FWIW, you can also use ClientCookie.HTTPRefreshProcessor,
ClientCookie.HTTPEquivProcessor etc. with Python 2.4's urllib2, as
long as you follow the instructions under the heading "Notes about
ClientCookie, urllib2 and cookielib" in the ClientCookie README file
(specifically, if you want to use ClientCookie.RefreshProcessor with
Python 2.4's urllib2, you must also use
ClientCookie.HTTPRedirectHandler).
John

Mar 23 '06 #8

This thread has been closed and replies have been disabled. Please start a new discussion.

Similar topics

17
by: Tobiah | last post by:
Ok, I miss the idiom that my other languages use, something like: while( foo = getmore()){ process(foo); }
38
by: Haines Brown | last post by:
I'm having trouble finding the character entity for the French abbreviation for "number" (capital N followed by a small supercript o, period). My references are not listing it. Where would I...
4
by: TonyJeffs | last post by:
<SCRIPT language="JavaScript"> function anna18(){ window.open ("Slideshow/anna18.htm","","scrollbars=no,fullscreen=yes") } </SCRIPT> Why does the above still have a scrollbar?
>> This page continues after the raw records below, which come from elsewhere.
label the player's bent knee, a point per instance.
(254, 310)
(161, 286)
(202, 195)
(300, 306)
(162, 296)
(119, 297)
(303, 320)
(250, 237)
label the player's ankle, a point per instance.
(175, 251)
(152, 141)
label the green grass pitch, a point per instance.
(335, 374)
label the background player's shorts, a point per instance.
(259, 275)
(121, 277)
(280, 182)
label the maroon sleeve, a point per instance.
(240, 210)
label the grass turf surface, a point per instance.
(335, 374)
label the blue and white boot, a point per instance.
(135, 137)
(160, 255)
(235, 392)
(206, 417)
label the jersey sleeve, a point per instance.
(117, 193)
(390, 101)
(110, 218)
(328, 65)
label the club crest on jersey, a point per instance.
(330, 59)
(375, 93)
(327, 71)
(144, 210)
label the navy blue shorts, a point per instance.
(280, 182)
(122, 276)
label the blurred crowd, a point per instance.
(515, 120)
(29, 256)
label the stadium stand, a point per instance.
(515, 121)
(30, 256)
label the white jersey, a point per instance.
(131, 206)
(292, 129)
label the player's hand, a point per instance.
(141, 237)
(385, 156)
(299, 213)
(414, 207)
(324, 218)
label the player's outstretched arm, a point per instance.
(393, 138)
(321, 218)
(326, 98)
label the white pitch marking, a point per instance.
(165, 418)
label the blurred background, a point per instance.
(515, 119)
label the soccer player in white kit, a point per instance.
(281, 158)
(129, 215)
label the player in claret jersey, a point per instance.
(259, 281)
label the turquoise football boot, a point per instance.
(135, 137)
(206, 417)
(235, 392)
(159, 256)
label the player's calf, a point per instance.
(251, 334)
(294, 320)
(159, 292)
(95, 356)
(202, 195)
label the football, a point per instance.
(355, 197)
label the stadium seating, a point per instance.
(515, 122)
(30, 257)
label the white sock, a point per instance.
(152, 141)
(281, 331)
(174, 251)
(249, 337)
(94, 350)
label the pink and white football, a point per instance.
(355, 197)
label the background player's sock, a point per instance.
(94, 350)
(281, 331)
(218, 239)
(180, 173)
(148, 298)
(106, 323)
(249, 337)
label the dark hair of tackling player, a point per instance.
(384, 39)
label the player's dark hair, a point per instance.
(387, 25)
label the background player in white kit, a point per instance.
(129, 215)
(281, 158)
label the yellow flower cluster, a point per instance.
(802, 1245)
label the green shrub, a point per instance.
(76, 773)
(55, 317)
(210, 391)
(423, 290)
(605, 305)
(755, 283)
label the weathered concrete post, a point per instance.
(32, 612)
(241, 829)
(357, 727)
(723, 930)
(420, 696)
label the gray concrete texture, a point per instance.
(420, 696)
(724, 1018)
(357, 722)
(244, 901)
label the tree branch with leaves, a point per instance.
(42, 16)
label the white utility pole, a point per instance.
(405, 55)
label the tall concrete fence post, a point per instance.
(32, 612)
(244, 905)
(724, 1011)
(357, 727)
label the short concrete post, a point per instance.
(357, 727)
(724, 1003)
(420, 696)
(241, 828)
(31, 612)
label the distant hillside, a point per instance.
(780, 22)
The actual web...
1
by: Grey | last post by:
i use "this.Page.RegisterStartupScript()" to display the client-side script of confirmation box ...but I want to know that how can I know the user was clicked "YES" or "NO" as I need to do different...
5
by: balakrishnan.dinesh | last post by:
hi Frnds, I need Confirm box with "yes" or "no" buttons, Is that possible in JAVASCRIPT , Can anyone tell me the solution for this or anyother way to create confirm box with "yes" or "no" button?...
0
by: Charles Arthur | last post by:
How do i turn on java script on a villaon, callus and itel keypad mobile phone
0
by: emmanuelkatto | last post by:
Hi All, I am Emmanuel katto from Uganda. I want to ask what challenges you've faced while migrating a website to cloud. Please let me know. Thanks! Emmanuel
0
BarryA
by: BarryA | last post by:
What are the essential steps and strategies outlined in the Data Structures and Algorithms (DSA) roadmap for aspiring data scientists? How can individuals effectively utilize this roadmap to progress...
1
by: nemocccc | last post by:
hello, everyone, I want to develop a software for my android phone for daily needs, any suggestions?
1
by: Sonnysonu | last post by:
This is the data of csv file 1 2 3 1 2 3 1 2 3 1 2 3 2 3 2 3 3 the lengths should be different i have to store the data by column-wise with in the specific length. suppose the i have to...
0
by: Hystou | last post by:
There are some requirements for setting up RAID: 1. The motherboard and BIOS support RAID configuration. 2. The motherboard has 2 or more available SATA protocol SSD/HDD slots (including MSATA, M.2...
0
marktang
by: marktang | last post by:
ONU (Optical Network Unit) is one of the key components for providing high-speed Internet services. Its primary function is to act as an endpoint device located at the user's premises. However,...
0
Oralloy
by: Oralloy | last post by:
Hello folks, I am unable to find appropriate documentation on the type promotion of bit-fields when using the generalised comparison operator "<=>". The problem is that using the GNU compilers,...
0
tracyyun
by: tracyyun | last post by:
Dear forum friends, With the development of smart home technology, a variety of wireless communication protocols have appeared on the market, such as Zigbee, Z-Wave, Wi-Fi, Bluetooth, etc. Each...

By using Bytes.com and it's services, you agree to our Privacy Policy and Terms of Use.

To disable or enable advertisements and analytics tracking please visit the manage ads & tracking page.